Andrei no respondió.

CUATRO

Pak no estaba en la biblioteca. Por supuesto, no se le había ocurrido ni pasar por allí. Como antes, los libros seguían amontonados sobre el suelo.

—Qué raro... —dijo Izya, moviendo confuso la cabeza de un lado a otro—. Me dijo que separaría los libros de sociología.

—«Me dijo, me dijo» —masculló Andrei.

Pateó con la punta del zapato un grueso tomo con el que acababa de tropezar, se dio la vuelta y bajó corriendo las escaleras.

«A fin de cuentas, nos engañó. Nos engañó el maldito. El judío del Lejano Oriente.» Andrei no acababa de darse cuenta de cuál era la picardía del judío del Lejano Oriente, pero con todas las fibras de su alma percibía que los había engañado.

Caminaban pegados a la pared, Andrei por el lado derecho de la calle, el Mudo, que también se había dado cuenta de que todo estaba mal, por el lado izquierdo. Izya estuvo a punto de seguir por el centro, pero Andrei le pegó tal grito que el archivero regresó junto a él precipitadamente y siguió caminando mientras gruñía de indignación y resoplaba con desprecio. La visibilidad era de unos cincuenta metros, y más adelante la calle parecía estar en una pecera donde todo temblaba sin definición, emitía destellos y hasta parecía que unas algas se elevaban sobre el pavimento.

Cuando llegaron a la altura del cine, el Mudo se detuvo repentinamente.

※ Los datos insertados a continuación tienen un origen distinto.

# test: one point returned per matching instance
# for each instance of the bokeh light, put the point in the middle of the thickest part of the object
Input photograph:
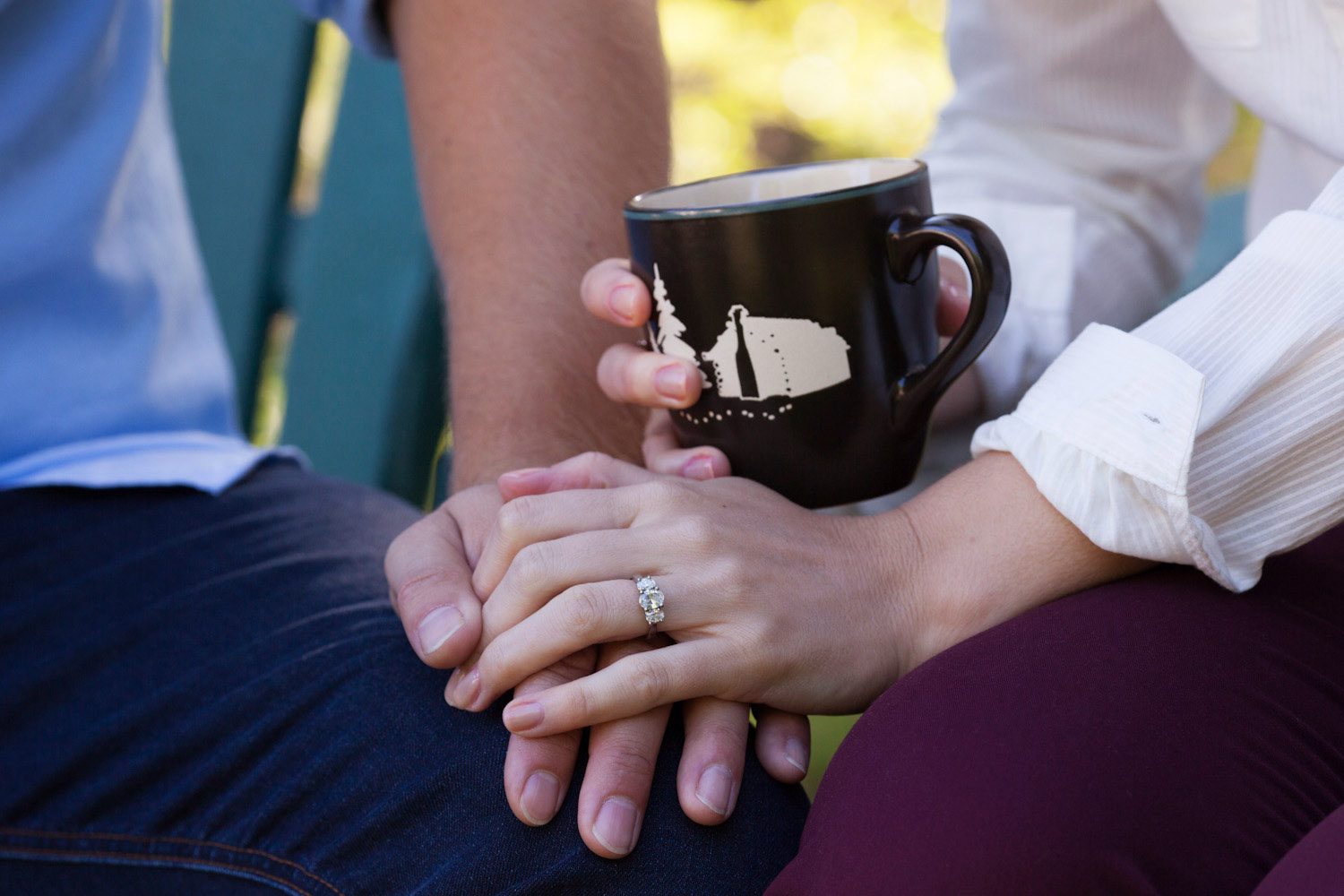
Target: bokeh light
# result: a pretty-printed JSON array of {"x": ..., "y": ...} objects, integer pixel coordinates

Andrei, que lo vigilaba de reojo, también se detuvo. El Mudo permaneció de pie, inmóvil, como escuchando algo con atención, con el sable desnudo en la mano.

—Huele a chamusquina —pronunció Izya en voz baja, detrás de Andrei.

Y en ese momento, él mismo percibió el olor. «Era eso», pensó, apretando los dientes.

El Mudo levantó la mano con el sable, señaló la calle y siguió caminando. Dejaron atrás otros doscientos metros, caminando con todas las precauciones. El olor a chamusquina se hacía cada vez más fuerte. Era un olor a metal ardiente, a trapos chamuscados, a petróleo quemado, al que se sumaban otros, dulzones, casi sabrosos.

«¿Qué habrá ocurrido aquí? —pensó Andrei, apretando las mandíbulas hasta dolerle—. ¿Qué habrá hecho? —repetía, angustiado—. ¿Qué será lo que arde? Porque es allí donde algo se quema, sin lugar a dudas...» Y, en ese momento, divisó a Pak.

Pensó al instante que se trataba de Pak porque el cadáver llevaba la conocida chaqueta de sarga azul descolorida. En el campamento nadie tenía una chaqueta semejante. El coreano yacía en una esquina con las piernas bien abiertas y la cabeza reposaba sobre el rudimentario fusil de cañón corto. El arma apuntaba a lo largo de la calle, en dirección al campamento. Pak parecía inusitadamente grueso, como hinchado, y sus manos estaban relucientes, de un color azul negruzco.

Andrei no había tenido tiempo de entender a ciencia cierta lo que en realidad estaba viendo, cuando Izya lo apartó con un cloqueo, le pisó un pie y echó a correr, atravesó la calle y cayó de rodillas junto al cadáver. Andrei tragó en seco y miró hacia el Mudo, que agitaba la cabeza enérgicamente y señalaba calle abajo con el sable corto. Allí, casi al final de su campo de visión. Andrei divisó otro cuerpo. Alguien yacía en medio de la calle, también grueso y negro, y a través de la calina podía verse cómo se elevaba sobre las azoteas una columna de humo gris, distorsionada por la refracción.

Andrei atravesó la calle y bajó el fusil. Izya se había puesto de pie, y al acercarse, Andrei entendió por qué: del cadáver con chaqueta azul de sarga salía un insoportable hedor, dulzón y nauseabundo.

—Dios mío —balbuceó Izya, volviendo hacia Andrei el rostro totalmente sudado y demacrado—. Miserables, lo han matado... Él valía más que todos ellos juntos.

De un rápido vistazo, Andrei examinó aquel horrible cuerpo hinchado que yacía a sus pies, con una úlcera negra en lugar de nuca. El sol daba un reflejo mate sobre los cartuchos de cobre dispersos por el suelo, Andrei rodeó a Izya, y ya sin ocultarse echó a andar a lo largo de la calle hacia el próximo cuerpo hinchado, junto al que se agachaba el Mudo.